L’ONU s’inquiète d’une loi qui pourrait atténuer les crimes commis sous le régime de Franco, entre 1939 et 1975. Trois experts des Nations unies avertissent en effet que les « lois d'harmonie » proposées par trois régions où gouvernent en coalition le Parti populaire conservateur (PP) et le parti d'extrême droite Vox, pourraient contrevenir aux normes internationales en matière de droits de l’homme.

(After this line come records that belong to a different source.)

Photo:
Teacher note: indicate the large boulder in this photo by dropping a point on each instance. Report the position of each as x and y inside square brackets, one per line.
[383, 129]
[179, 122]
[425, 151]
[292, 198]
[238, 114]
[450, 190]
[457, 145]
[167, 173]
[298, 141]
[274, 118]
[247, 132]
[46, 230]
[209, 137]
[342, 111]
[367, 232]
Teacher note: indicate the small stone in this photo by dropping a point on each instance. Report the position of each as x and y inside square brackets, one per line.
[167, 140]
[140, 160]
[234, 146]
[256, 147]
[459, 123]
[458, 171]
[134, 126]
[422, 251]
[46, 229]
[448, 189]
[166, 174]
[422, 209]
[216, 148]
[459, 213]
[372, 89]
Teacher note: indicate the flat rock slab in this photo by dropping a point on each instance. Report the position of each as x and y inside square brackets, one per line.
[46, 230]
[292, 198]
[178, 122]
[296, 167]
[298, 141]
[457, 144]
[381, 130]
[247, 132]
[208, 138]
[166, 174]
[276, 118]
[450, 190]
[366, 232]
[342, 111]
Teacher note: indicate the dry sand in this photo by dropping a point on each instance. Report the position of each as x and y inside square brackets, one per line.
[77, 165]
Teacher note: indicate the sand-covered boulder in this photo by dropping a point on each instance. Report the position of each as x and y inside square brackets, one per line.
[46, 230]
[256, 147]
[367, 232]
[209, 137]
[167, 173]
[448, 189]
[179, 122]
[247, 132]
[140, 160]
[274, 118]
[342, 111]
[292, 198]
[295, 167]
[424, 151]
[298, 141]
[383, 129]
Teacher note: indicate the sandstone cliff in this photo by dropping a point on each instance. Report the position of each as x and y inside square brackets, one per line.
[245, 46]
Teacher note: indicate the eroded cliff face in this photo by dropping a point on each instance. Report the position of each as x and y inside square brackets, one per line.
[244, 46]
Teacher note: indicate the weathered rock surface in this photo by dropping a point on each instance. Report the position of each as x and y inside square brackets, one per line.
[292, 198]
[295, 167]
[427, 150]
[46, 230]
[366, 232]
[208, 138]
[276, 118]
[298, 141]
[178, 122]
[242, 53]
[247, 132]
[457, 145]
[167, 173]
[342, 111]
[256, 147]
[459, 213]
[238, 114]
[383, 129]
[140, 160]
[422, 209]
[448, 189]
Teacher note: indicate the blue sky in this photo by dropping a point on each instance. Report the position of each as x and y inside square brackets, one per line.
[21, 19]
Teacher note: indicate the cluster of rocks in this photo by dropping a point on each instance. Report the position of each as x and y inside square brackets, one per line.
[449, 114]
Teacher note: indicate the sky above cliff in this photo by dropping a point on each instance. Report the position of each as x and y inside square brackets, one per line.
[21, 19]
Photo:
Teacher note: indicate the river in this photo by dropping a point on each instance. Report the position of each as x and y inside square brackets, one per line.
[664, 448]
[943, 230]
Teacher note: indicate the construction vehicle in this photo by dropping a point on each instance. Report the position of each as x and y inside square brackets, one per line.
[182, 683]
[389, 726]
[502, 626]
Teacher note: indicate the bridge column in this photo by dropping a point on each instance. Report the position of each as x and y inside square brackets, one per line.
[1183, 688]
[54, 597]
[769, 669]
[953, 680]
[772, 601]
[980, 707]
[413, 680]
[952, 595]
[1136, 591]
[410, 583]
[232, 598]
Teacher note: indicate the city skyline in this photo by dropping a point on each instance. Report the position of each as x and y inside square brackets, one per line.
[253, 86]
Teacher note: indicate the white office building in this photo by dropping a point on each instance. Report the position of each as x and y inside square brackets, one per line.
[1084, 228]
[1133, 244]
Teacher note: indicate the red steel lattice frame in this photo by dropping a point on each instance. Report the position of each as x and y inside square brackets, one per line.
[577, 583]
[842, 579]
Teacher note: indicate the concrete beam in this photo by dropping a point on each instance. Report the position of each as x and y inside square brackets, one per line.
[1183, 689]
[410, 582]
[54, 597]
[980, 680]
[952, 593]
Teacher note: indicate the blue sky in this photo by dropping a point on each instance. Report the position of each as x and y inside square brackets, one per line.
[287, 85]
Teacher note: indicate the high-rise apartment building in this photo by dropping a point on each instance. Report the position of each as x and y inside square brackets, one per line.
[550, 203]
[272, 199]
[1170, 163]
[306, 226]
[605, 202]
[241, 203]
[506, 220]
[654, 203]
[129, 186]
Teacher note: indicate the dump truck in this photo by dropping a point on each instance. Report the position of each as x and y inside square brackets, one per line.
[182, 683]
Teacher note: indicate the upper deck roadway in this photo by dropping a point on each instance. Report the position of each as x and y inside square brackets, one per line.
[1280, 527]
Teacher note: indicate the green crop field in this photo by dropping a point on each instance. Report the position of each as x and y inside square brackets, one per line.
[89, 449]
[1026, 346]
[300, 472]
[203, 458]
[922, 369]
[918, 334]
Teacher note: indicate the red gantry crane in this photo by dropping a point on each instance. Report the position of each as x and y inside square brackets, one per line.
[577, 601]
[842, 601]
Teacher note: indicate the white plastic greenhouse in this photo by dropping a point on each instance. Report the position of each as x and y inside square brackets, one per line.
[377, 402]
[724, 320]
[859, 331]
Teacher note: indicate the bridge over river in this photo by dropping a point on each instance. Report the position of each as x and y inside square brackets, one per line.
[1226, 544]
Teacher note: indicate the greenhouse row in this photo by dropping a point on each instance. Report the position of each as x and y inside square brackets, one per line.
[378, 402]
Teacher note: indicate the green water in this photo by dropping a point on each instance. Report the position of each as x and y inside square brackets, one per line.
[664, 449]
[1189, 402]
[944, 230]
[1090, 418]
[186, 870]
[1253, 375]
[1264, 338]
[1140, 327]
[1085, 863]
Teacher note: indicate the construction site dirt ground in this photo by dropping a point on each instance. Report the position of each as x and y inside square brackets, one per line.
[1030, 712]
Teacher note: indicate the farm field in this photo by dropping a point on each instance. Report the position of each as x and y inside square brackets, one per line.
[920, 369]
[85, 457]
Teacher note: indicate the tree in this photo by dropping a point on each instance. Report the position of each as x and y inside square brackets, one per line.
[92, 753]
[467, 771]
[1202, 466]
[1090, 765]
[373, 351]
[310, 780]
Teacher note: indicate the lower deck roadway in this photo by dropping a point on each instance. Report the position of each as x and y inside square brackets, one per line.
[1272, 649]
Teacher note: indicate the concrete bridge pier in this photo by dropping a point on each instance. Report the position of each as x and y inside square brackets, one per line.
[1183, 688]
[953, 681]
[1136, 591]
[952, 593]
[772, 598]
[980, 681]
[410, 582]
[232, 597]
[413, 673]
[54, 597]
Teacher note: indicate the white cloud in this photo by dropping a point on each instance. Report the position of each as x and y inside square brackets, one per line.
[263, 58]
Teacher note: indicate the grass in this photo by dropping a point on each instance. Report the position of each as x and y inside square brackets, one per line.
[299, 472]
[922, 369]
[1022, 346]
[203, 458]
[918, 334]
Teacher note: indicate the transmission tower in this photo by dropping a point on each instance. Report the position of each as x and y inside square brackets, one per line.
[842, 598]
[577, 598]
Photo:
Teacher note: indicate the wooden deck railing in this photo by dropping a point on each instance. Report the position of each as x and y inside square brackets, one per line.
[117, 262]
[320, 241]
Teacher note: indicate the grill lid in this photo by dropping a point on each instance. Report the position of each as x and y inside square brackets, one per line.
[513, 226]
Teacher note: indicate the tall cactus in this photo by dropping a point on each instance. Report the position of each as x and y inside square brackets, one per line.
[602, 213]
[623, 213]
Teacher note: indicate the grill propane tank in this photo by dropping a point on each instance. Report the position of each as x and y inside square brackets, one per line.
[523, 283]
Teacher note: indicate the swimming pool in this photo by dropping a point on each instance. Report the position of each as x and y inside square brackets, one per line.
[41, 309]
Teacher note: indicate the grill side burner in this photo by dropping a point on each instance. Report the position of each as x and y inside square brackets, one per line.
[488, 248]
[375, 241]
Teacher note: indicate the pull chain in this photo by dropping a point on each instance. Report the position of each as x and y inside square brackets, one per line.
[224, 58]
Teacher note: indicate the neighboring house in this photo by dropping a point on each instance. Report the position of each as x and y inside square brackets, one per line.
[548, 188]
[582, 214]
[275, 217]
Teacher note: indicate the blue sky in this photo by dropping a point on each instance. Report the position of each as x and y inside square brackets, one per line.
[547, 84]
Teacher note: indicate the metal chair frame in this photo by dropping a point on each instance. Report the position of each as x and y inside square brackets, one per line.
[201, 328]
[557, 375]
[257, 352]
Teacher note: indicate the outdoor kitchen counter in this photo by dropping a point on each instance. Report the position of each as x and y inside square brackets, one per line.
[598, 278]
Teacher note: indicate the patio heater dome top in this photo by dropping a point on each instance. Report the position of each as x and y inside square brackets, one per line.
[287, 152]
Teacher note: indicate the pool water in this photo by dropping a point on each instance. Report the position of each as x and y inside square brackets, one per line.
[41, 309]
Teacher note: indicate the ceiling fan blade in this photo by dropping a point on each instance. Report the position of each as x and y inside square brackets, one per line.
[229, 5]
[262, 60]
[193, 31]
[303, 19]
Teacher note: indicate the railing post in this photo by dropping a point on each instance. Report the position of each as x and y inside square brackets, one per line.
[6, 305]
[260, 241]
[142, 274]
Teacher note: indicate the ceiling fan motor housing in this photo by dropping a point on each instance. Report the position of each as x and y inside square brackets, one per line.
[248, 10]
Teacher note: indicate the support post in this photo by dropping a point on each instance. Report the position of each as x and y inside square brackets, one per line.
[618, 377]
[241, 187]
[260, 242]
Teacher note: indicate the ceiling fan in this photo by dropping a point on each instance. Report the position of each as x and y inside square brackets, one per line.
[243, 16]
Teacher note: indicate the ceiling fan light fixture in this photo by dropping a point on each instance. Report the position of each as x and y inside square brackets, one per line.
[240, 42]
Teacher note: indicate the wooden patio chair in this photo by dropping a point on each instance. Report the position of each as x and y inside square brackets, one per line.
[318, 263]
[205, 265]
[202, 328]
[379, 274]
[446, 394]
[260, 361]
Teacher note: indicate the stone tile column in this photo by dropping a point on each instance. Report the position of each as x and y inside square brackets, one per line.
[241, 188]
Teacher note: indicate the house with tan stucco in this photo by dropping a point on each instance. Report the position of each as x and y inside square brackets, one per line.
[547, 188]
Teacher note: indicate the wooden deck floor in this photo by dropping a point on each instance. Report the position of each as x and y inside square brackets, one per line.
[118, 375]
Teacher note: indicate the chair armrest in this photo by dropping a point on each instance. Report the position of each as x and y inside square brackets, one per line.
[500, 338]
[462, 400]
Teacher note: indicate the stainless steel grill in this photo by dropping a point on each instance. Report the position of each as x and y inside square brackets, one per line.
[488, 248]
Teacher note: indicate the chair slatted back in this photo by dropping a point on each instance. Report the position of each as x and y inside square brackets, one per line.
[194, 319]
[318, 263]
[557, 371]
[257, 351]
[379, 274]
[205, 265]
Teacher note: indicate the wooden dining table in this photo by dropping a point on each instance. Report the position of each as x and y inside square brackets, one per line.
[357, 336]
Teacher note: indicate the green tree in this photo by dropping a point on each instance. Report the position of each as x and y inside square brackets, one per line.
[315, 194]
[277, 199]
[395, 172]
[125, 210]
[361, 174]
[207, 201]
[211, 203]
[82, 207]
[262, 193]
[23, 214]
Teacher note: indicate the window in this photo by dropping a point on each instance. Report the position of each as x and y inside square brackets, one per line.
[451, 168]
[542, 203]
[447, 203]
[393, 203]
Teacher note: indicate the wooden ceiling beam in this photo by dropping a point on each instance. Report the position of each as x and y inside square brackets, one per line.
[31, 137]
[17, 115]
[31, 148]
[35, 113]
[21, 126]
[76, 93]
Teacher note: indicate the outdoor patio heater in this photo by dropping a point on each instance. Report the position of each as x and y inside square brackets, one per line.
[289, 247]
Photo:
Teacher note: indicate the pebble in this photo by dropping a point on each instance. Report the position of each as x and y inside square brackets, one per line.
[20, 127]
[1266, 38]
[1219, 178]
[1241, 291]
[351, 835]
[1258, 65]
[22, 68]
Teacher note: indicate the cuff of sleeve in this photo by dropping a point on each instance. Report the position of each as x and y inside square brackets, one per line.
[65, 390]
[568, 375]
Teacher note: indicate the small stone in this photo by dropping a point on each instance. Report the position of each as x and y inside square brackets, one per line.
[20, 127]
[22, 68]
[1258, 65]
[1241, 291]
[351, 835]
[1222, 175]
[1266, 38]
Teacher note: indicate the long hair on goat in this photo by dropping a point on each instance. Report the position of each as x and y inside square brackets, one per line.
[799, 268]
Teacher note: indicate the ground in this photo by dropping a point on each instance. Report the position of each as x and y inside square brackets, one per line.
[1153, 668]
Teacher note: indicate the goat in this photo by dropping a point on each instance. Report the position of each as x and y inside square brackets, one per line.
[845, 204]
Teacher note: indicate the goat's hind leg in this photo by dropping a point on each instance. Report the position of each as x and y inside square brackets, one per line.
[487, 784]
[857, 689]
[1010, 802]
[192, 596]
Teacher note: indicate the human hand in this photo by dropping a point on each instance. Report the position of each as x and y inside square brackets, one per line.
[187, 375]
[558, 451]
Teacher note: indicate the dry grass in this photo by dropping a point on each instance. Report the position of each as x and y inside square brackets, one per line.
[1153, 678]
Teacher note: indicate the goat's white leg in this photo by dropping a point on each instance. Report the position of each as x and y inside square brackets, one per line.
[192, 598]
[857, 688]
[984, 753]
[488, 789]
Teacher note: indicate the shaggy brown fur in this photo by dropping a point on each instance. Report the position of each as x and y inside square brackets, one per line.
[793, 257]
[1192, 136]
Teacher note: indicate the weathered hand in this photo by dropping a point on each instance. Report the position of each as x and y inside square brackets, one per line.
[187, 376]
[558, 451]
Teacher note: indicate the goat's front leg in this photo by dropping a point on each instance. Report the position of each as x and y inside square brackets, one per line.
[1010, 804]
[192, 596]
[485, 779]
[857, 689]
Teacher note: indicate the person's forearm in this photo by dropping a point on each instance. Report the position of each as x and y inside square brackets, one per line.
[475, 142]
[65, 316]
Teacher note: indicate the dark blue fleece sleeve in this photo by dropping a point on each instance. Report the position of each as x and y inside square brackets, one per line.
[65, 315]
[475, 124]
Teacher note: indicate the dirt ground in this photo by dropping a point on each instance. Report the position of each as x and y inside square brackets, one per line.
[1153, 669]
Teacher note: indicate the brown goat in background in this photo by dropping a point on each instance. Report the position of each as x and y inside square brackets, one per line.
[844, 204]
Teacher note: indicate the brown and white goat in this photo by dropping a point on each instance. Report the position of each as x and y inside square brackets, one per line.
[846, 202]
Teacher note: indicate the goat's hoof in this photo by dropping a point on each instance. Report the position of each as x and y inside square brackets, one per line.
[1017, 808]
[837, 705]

Trois rapporteurs de l'ONU ont vertement critiqué des lois votées ou en cours d'adoption dans des régions espagnoles dirigées par la droite et l'extrême droite qui pourraient « limiter », selon eux, la recherche de victimes disparues du régime franquiste. Dans un document daté du 30 avril, ils écrivent que ces textes « pourraient remettre en cause les obligations de l'État espagnol [...] en matière de droits humains » et « rendre invisibles les graves violations des droits humains commises pendant le régime dictatorial franquiste » (1939-1975).

La division mémorielle en Espagne, qui oppose la droite et la gauche, préoccupe ces rapporteurs. Il y en a effet ici une loi nationale de mémoire historique, approuvée par les socialistes il y a deux ans, et qui favorise les réparations morales et matérielles pour les descendants des victimes de la dictature franquiste, pointe notre correspondant à Madrid, François Musseau.